# f:labeled_text_input without line break



## davejay (Dec 17, 2008)

File: galleryInfo.lrweb
Is there any way to have both the text lebel and text box in the same line without line break?

f:labeled_text_input always seem to put the textbox below the label. 

I tried wrapping within f:row and setting fill_horizontal = 1 but it's not working.
Thanks!


----------



## Sean McCormack (Dec 17, 2008)

If you could, it would break the layout and the panels would go far to right out of sight.


----------



## davejay (Dec 17, 2008)

Sean, 
Following code allows to display both Label and textbox side by side if using galleryMaker.xml. The text input box width auto adjusts to fit within the same line.
<mx:HBox ag:layout="fill_horizontal=1, spacing=1',">
<mx:HBox>
<mx:Label text="Label" />
<ag:mruPopup value="label" />
</mx:HBox>
<mx:TextInput ag:maximumLength="5''" ag:resizeToFitTextHeight="true" id="label" ag:layout="text_color=AgPanel.bright_text_color," />
</mx:HBox>
But I have no idea how to acheive it if writing in galleryInfo.lrweb


----------



## Sean McCormack (Dec 18, 2008)

Show me a screen cap dave so I can see exactly what you mean?


----------



## davejay (Dec 19, 2008)

Screenshot attached.
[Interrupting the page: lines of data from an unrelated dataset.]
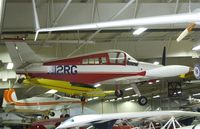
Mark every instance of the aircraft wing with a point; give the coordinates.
(67, 87)
(100, 120)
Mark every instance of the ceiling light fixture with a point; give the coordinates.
(156, 63)
(130, 88)
(4, 79)
(10, 65)
(97, 85)
(196, 48)
(156, 96)
(51, 91)
(127, 97)
(139, 31)
(134, 95)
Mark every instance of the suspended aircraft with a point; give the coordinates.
(36, 105)
(114, 67)
(106, 121)
(193, 18)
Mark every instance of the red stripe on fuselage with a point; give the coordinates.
(85, 78)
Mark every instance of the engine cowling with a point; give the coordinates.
(197, 71)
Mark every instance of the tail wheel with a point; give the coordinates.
(83, 99)
(119, 93)
(142, 100)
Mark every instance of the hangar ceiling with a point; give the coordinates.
(18, 24)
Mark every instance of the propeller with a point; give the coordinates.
(186, 32)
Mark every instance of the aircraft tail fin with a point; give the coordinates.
(21, 54)
(37, 24)
(9, 97)
(164, 56)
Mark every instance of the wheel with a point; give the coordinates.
(52, 114)
(118, 93)
(67, 115)
(142, 100)
(83, 99)
(197, 71)
(20, 80)
(46, 117)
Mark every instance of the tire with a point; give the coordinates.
(142, 100)
(83, 99)
(52, 114)
(67, 115)
(46, 117)
(197, 71)
(119, 93)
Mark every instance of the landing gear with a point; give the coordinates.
(119, 93)
(142, 100)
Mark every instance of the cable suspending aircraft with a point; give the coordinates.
(36, 105)
(114, 67)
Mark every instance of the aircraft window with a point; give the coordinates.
(121, 58)
(103, 60)
(113, 57)
(91, 60)
(85, 61)
(96, 60)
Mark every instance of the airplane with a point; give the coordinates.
(106, 121)
(36, 105)
(114, 67)
(191, 127)
(190, 17)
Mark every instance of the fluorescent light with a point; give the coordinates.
(16, 47)
(135, 95)
(196, 48)
(51, 91)
(197, 94)
(156, 63)
(112, 100)
(95, 98)
(150, 83)
(127, 97)
(156, 96)
(157, 81)
(10, 65)
(97, 85)
(119, 98)
(4, 79)
(139, 31)
(90, 99)
(130, 88)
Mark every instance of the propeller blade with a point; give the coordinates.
(185, 32)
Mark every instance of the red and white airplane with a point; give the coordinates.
(107, 67)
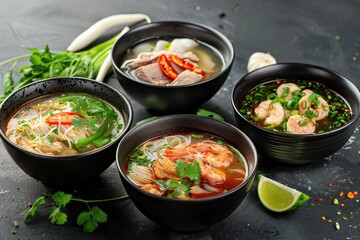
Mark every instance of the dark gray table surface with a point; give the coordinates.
(324, 32)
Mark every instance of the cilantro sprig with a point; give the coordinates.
(89, 220)
(190, 176)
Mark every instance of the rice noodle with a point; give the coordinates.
(141, 175)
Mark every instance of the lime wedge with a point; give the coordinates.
(277, 197)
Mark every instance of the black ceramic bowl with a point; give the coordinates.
(186, 215)
(294, 148)
(172, 98)
(64, 169)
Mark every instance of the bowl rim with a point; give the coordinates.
(80, 155)
(284, 64)
(180, 117)
(219, 35)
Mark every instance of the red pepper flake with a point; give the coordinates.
(350, 195)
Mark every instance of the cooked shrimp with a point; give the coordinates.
(262, 111)
(210, 174)
(216, 155)
(298, 124)
(164, 168)
(272, 113)
(288, 95)
(152, 188)
(320, 111)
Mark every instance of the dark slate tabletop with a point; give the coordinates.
(323, 32)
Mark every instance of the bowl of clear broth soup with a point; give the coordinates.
(64, 130)
(186, 172)
(171, 67)
(296, 113)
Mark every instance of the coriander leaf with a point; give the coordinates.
(61, 198)
(93, 125)
(90, 220)
(206, 113)
(190, 170)
(57, 216)
(78, 122)
(33, 210)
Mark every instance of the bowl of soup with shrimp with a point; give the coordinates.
(195, 169)
(297, 113)
(170, 66)
(64, 130)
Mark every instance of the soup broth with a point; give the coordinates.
(186, 166)
(65, 124)
(199, 60)
(296, 106)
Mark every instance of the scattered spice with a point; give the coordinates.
(16, 224)
(350, 195)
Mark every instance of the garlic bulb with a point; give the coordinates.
(259, 60)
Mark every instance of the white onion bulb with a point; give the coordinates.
(259, 60)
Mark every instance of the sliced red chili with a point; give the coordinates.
(63, 118)
(166, 67)
(184, 64)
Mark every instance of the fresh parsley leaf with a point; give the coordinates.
(190, 170)
(90, 220)
(57, 216)
(207, 113)
(61, 198)
(33, 210)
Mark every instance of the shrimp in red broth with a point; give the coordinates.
(186, 165)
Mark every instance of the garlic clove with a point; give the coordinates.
(259, 60)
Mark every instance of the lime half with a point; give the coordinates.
(277, 197)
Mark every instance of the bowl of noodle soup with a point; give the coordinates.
(64, 130)
(196, 170)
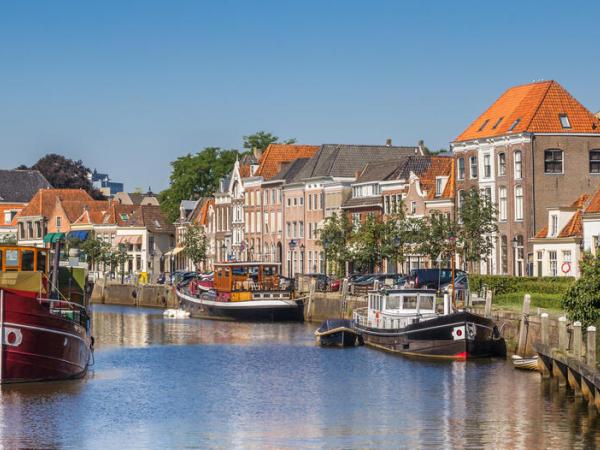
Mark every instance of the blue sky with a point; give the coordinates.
(128, 86)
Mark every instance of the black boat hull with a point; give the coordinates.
(206, 307)
(460, 335)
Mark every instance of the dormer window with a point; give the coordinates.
(483, 124)
(554, 225)
(515, 123)
(564, 120)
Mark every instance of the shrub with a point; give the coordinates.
(582, 299)
(504, 284)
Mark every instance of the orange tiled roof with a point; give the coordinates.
(10, 207)
(537, 107)
(573, 227)
(276, 154)
(44, 200)
(542, 233)
(594, 206)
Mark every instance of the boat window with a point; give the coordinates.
(425, 302)
(12, 259)
(392, 303)
(410, 302)
(27, 259)
(41, 261)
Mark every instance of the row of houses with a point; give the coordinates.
(535, 152)
(30, 209)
Thanks for looking into this.


----------



## Sean McCormack (Dec 20, 2008)

I thought that's what you meant. AFAIK, you can't, although f:labeled_text_input has changed to allow more than 15' chars for 2.2. I know there's now a maximum length parameter added.


----------



## davejay (Dec 24, 2008)

Thank you. I also noticed f:labeled_text_input doesnt have the parameter to enabled/disable the textbox based on other ui selection.
Setting enabled=false, within f:labeled_text_input doesn't work.


----------



## Sean McCormack (Dec 28, 2008)

Adding a checkbox to it has already been added as a feature request by both myself and Matthew.


----------